Whether the measures are protectionism in its cynical form, or reasonable endeavours to preserve a resource, is open to debate. Irrespective, Australia is participating. During the election campaign, Anthony Albanese promised $1.2 billion towards a strategic critical minerals reserve in response to US reciprocal tariffs. Albanese said the Australian government would establish stockpiles of “certain key critical minerals produced under offtake agreements as required”. Australia is the world’s largest producer of lithium, bauxite and iron ore, and a top-five producer of cobalt, manganese ore, rare earths, rutile, tantalum and zircon. “To leverage our natural resources is in our national interest,” Mr Albanese said. “It will mean we can deal with trade and market disruptions from a position of strength because Australia will be able to call on an internationally significant quantity of resources in global demand”. Both the industry and the government have said they believe creating a critical minerals stockpile will provide confidence for Australia’s critical minerals sector to increase its investment while developing secure supply chains with key international partners. So, government subsidised. Or, would you call it, government incentivised?
Speaking of having a “protect or perish” dilemma, British Steel is giving the UK government quite a headache. In March this year, British Steel´s owner, Jingye Group, said the company´s principal steel manufacturing plant at Scunthorpe was losing £700,000 a day and was no longer financially viable. In April, the government assumed control of Scunthorpe and its 2700 employees. So, what to do? Prop it up, or watch it perish? The steel industry has played a key role in Britain’s industrial heritage, but the sector has faced a dramatic decline in more recent times. The UK has gone from being the fifth-largest steel producer globally in the late 1960s to 26th place, with just four million metric tonnes of crude steel produced in the country last year. Recent data from the World Steel Association ranked the UK ninth for steel production in the EU in 2023, behind leaders Germany and Italy. Currently, British steel plants are operating well below their installed capacity, contributing to the overall decline in the UK manufacturing sector, which has dropped to 12th in global rankings, its lowest since 2012.

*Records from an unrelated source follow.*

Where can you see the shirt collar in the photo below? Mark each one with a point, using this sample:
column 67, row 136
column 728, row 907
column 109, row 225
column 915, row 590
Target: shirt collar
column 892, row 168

Gareth Stace is the director general of the industry body, UK Steel. In a recent interview with Platts, part of S&P Global Commodity Insights, he attributed the decline in the local steel industry to a lack of investment and a failure to adapt to changing global markets. “China was seen as a great market for exports, but it quickly transitioned from being an importer to self-sufficiency and then into an exporter,” he said. Overproduction of steel by China has subsequently pushed down prices, exerting further pressure on mills in Europe, which face higher costs for raw materials, energy and labour. This dynamic has left UK producers struggling, with domestic production now meeting only 35% of demand.
As the UK government approaches the potential nationalisation of British Steel, Stace said he remains optimistic about the future of steelmaking in Britain; though he stressed a profitable and sustainable future would only evolve from a credible plan. The same advice could be given to the Australian government as it ponders how much money it might inject into saving the Whyalla Steelworks.